Anterior cervical discectomy procedures are usually performed to remove pressure on nerves from disc herniations.
A disc herniates when the outer portion of the disc ruptures and some of the softer disc nucleus material squeezes out. The herniated disc pushes against the spinal cord or spinal nerves and tends to cause pain in the neck or arms. Removing the ruptured disc alleviates pressure on the nerves or spinal cord, which usually relieves the pain. A bone graft is usually inserted with instrumentation to keep the disc space at a normal height and fuse the vertebrae above and below the removed disc.
An incision is made to one side on the front of the neck. Through this incision, exposure is provided to the front of the cervical spine. The herniated disc that is causing pressure on the spinal nerve is located between vertebrae.

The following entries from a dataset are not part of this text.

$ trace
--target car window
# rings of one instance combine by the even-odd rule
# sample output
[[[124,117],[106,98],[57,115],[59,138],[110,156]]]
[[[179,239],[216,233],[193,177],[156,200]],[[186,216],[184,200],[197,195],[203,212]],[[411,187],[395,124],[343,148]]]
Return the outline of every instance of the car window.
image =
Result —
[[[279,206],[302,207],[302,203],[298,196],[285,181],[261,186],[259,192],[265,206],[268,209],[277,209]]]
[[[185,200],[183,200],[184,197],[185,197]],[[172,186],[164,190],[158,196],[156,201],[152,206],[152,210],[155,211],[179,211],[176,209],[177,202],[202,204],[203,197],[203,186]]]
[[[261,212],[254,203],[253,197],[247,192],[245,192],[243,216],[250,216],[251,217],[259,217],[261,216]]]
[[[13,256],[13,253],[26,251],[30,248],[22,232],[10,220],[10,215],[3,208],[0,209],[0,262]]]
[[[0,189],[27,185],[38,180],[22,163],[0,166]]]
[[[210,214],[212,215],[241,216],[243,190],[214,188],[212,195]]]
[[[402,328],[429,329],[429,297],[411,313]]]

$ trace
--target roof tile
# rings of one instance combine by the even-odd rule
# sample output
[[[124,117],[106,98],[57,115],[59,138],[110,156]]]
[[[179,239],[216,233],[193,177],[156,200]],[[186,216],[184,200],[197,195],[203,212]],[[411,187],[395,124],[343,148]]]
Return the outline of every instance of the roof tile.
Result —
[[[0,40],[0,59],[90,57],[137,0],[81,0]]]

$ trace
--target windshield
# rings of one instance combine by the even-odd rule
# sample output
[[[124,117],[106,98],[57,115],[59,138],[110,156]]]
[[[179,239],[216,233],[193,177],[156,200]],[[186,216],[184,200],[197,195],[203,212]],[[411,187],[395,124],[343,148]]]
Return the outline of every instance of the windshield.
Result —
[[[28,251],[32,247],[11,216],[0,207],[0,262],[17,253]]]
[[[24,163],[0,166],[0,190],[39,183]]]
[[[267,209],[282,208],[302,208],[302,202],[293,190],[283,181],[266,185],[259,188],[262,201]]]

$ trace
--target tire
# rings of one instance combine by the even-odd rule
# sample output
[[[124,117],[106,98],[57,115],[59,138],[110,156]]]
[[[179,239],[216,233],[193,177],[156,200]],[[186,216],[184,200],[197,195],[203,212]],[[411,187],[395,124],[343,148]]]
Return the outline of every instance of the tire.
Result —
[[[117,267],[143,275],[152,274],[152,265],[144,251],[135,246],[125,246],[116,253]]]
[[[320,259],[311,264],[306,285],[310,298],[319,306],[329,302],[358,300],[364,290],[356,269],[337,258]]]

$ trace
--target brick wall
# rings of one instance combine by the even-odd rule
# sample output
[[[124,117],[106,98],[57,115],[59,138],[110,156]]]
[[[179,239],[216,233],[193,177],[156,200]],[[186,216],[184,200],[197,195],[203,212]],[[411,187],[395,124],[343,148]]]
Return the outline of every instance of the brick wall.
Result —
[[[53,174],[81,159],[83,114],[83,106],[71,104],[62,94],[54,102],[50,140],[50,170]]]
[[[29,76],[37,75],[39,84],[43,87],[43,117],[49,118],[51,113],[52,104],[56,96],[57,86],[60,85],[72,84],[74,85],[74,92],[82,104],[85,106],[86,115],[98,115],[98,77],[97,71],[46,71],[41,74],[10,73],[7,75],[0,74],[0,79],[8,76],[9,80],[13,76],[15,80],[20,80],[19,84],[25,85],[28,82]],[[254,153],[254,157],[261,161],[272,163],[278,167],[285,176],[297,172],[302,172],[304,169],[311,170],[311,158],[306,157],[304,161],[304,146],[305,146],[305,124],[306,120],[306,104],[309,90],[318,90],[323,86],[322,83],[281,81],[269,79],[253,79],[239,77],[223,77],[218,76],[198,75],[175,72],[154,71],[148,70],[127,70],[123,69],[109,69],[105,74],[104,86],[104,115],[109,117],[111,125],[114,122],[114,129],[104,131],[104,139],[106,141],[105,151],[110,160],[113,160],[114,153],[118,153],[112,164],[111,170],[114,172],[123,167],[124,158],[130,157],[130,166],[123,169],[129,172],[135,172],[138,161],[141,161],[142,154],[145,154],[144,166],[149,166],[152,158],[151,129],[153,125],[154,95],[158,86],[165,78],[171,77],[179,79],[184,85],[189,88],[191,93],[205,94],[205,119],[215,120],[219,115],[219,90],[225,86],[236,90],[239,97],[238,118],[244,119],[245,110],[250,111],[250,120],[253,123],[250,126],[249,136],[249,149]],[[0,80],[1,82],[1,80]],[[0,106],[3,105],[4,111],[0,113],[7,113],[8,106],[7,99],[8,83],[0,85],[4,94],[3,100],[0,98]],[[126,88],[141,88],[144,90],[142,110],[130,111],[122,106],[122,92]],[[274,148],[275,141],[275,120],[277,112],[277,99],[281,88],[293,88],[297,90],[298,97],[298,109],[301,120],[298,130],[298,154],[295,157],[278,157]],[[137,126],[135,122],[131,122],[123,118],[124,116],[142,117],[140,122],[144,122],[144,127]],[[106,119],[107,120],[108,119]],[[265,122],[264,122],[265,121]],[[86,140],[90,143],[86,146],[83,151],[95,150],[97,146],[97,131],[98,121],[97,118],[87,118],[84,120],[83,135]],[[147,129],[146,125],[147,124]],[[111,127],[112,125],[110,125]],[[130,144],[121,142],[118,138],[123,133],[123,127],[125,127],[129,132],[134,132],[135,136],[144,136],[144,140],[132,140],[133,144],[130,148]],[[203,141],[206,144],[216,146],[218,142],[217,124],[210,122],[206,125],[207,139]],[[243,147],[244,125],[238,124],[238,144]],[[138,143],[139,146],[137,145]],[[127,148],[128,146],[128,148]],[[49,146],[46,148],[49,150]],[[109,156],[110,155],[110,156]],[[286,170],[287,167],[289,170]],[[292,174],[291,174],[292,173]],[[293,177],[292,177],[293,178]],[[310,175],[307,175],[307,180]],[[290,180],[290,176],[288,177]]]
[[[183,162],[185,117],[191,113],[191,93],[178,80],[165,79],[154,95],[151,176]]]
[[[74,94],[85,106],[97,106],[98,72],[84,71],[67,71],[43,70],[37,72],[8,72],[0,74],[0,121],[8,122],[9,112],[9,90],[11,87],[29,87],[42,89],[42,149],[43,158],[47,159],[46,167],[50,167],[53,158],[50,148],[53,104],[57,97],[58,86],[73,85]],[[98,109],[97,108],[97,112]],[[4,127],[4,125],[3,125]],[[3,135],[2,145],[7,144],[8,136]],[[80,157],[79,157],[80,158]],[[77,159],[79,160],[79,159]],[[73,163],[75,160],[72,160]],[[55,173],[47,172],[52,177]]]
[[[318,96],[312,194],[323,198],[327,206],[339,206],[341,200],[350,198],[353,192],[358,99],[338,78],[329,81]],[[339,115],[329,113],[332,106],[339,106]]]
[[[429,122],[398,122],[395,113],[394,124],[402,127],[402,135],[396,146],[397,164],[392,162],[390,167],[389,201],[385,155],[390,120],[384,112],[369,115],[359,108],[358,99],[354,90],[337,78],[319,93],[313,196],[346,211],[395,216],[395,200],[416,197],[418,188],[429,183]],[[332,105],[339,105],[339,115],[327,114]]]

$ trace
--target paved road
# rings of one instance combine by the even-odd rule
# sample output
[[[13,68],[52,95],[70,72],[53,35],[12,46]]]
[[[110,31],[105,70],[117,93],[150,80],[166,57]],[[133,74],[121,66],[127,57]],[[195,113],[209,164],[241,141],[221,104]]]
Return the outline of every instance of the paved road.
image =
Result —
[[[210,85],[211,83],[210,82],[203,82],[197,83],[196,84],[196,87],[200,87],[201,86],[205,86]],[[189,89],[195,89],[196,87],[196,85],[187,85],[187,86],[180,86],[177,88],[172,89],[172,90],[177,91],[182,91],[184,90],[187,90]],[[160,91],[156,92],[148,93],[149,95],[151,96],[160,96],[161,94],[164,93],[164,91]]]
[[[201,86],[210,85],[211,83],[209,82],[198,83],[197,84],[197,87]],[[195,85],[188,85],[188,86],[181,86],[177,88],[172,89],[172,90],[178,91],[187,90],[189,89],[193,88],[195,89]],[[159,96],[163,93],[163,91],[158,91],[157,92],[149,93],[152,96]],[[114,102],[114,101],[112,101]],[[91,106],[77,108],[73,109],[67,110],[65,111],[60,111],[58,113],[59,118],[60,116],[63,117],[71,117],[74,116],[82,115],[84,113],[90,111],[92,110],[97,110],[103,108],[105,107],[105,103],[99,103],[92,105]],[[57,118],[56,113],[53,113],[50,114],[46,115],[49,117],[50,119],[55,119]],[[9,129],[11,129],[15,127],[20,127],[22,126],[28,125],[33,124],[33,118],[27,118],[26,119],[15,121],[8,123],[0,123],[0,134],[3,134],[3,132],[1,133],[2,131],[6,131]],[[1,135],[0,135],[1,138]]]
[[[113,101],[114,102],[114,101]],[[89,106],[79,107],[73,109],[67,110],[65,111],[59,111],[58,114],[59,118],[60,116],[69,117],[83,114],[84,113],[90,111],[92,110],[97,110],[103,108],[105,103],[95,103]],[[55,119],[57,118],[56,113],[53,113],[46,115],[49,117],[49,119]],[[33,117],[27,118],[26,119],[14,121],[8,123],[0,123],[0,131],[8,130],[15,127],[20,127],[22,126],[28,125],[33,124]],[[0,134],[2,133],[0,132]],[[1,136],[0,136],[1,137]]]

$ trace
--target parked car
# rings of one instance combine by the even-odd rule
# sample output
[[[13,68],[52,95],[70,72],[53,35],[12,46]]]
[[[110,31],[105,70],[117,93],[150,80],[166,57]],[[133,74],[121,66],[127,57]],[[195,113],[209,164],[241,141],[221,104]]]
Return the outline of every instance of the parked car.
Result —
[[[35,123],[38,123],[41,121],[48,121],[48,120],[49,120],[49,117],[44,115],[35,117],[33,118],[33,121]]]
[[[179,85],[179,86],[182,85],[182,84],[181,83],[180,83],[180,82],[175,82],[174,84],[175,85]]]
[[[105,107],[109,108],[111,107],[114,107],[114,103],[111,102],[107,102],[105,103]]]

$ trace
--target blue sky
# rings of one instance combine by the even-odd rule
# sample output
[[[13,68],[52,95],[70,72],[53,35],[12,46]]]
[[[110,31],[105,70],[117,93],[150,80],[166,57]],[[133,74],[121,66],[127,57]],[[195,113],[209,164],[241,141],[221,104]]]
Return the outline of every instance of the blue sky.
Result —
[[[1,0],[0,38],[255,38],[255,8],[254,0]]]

Surgical instruments are used to remove a portion of the herniated disc, which alleviates pressure on the nerve. After disc material is removed, a bone graft is cut to the correct size and placed in between the vertebrae to add stability.

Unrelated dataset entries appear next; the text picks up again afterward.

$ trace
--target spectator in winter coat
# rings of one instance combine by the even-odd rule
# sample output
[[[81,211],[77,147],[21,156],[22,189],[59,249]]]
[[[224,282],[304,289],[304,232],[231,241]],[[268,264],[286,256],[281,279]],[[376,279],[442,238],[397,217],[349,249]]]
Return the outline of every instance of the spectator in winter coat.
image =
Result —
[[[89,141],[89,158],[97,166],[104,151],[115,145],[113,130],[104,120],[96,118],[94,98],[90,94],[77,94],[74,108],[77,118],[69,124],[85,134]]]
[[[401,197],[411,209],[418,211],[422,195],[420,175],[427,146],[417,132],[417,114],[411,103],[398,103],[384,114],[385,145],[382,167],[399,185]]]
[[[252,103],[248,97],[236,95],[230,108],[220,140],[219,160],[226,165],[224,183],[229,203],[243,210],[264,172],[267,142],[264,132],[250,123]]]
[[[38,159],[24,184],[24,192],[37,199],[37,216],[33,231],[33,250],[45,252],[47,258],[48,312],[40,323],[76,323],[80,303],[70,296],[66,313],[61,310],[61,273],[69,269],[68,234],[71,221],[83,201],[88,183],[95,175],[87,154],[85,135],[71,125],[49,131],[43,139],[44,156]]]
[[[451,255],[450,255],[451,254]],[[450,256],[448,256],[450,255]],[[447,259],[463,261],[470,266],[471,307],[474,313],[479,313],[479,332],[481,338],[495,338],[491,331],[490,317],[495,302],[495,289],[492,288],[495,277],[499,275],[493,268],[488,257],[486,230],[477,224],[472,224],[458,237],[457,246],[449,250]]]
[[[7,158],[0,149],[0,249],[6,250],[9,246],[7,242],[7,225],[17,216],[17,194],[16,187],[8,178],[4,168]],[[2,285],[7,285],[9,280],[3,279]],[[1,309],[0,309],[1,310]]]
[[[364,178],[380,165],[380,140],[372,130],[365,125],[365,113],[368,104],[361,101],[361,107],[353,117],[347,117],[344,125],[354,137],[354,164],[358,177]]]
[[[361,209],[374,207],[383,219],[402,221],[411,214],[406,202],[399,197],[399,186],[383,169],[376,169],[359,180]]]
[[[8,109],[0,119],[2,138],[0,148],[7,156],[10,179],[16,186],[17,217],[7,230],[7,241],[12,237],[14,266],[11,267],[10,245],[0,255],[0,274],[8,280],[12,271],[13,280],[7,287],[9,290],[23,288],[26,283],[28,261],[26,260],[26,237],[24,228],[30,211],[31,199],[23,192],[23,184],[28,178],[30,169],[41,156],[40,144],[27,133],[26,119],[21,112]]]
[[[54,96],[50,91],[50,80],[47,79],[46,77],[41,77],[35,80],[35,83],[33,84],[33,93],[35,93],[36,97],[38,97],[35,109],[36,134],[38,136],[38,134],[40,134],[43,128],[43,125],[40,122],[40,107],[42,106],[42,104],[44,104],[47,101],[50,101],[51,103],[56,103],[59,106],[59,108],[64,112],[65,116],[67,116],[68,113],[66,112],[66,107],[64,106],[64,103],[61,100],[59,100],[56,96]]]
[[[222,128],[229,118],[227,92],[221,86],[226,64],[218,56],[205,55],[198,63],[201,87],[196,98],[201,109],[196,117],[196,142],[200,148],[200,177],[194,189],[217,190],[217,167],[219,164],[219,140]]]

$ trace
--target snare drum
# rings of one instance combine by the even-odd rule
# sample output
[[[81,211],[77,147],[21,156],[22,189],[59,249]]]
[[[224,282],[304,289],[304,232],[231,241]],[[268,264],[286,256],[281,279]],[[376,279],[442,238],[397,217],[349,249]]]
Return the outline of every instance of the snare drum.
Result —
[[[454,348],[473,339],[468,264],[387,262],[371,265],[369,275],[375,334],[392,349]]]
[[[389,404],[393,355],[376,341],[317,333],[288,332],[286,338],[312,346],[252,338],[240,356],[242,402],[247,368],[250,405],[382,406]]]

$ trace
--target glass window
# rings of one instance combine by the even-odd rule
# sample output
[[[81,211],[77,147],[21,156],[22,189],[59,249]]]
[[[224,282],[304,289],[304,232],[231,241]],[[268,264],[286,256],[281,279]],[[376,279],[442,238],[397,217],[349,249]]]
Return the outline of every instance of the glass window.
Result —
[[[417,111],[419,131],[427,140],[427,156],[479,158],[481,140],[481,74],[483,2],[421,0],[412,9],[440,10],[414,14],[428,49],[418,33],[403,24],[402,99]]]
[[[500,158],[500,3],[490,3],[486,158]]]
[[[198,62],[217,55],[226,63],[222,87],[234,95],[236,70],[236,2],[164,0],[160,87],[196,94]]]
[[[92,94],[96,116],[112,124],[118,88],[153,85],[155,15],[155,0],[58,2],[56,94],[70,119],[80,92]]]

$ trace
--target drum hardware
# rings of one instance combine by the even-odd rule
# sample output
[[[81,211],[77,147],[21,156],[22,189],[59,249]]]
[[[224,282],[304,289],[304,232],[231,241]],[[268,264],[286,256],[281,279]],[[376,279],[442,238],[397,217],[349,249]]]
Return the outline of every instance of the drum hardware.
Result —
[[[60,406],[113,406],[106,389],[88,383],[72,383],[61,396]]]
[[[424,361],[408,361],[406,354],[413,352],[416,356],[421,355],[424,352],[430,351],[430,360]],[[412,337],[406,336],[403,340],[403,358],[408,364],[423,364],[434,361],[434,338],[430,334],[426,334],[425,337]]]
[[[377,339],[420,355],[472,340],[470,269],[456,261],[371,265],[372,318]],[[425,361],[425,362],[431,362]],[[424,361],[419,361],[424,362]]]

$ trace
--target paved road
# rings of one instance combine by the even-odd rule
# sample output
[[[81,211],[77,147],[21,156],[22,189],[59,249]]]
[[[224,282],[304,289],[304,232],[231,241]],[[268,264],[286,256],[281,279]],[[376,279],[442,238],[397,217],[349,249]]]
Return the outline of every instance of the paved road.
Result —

A metal plate is placed over the bone graft, and two holes are drilled in each vertebra. Four screws are placed through the plate to secure the plate to the vertebra. The metal plate provides additional support while the bone graft grows in place, fusing the vertebrae.
The incision is closed and dressed to complete the surgery. Some patients require a cervical collar for a short period of time after surgery. Most patients notice rapid improvement of their arm pain.